How will my grandchildren support themselves when they reach employment age? What kind of personal economic future should we be prepping for? We tend to hear only about how robots will put McDonalds employees out of a job, but what about all these other high-paying, “career” types of jobs currently done by so many  people?

Many will argue that other jobs will take their place just as former buggy-whip makers went on to work on the assembly lines at Ford making Model-Ts. AI will artificially and exponentially increase the “population” of workers so I’m not convinced the Model-T analogy will pan out. What do my grandchildren have to look forward to and plan for?

As JWR mentioned in his article on AI, on a personal level one of the most important things we can do is to help our children grandchildren (and other young people we come in contact with) be aware of these things and to more or less try to predict the future of where AI is headed and plan for it, in terms of education.

In his article, JWR wrote:

“As a personal illustration, I should mention that my youngest son is now in his third year at a university here in The American Redoubt, studying for a degree in computer science. His prospects for finding a job when he graduates in 2027 have dropped dramatically since his freshman year. I’m now advising him to pursue a career in software design rather than programming. Otherwise, he’ll be another buggy whip maker.”

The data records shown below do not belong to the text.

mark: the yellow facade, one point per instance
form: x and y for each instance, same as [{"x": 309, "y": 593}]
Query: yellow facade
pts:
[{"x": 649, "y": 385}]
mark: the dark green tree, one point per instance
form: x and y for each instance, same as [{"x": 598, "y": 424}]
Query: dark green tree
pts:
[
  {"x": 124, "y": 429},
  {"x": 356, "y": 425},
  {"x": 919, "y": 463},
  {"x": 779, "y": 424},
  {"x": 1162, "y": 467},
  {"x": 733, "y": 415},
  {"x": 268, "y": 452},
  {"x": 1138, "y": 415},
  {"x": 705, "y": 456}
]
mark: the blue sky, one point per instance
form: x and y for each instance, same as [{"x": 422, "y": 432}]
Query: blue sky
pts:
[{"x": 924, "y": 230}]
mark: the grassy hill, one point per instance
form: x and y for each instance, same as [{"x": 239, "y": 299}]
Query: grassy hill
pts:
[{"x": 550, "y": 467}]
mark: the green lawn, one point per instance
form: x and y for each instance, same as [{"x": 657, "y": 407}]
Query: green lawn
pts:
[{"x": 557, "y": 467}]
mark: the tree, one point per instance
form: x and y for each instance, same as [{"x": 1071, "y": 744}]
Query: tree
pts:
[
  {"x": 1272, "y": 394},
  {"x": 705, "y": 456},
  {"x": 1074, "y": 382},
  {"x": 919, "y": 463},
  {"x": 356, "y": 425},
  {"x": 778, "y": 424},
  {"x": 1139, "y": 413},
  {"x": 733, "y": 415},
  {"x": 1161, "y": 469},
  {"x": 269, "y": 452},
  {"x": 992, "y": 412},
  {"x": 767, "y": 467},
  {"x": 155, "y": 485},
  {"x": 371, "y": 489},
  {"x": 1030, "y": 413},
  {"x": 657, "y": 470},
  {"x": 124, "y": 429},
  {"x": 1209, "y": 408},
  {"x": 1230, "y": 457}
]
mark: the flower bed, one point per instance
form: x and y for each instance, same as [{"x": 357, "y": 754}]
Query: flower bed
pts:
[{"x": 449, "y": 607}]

It’s hard to even imagine that just in the three short years he’s been in college, how exponentially rapidly AI has progressed to the point where maybe computer programming isn’t a such a great idea anymore. Who could possibly have guessed just a few years ago that something as important as computer programming could become almost obsolete in many ways? Using AI programming tools, one of my daughters was able to design and construct a website for her business when a few months before the only thing she knew about programming was how to spell the word. One more concrete example of why I’m worried about what kinds of occupations will be available when my youngest grandchildren and great-grandchildren reach employment age.

INCREASED LOSS OF PRIVACY

Another AI app my artist daughter showed me during her visit was one which allows you to take a picture of something, anything, and it will tell you what it is, then give you a lot of information about it if you wish. You can take a photo of a salamander and it will identify it for you, tell you the common name, the Latin genus and species, geographical distribution, and any other possibly thing you would care to know about that salamander.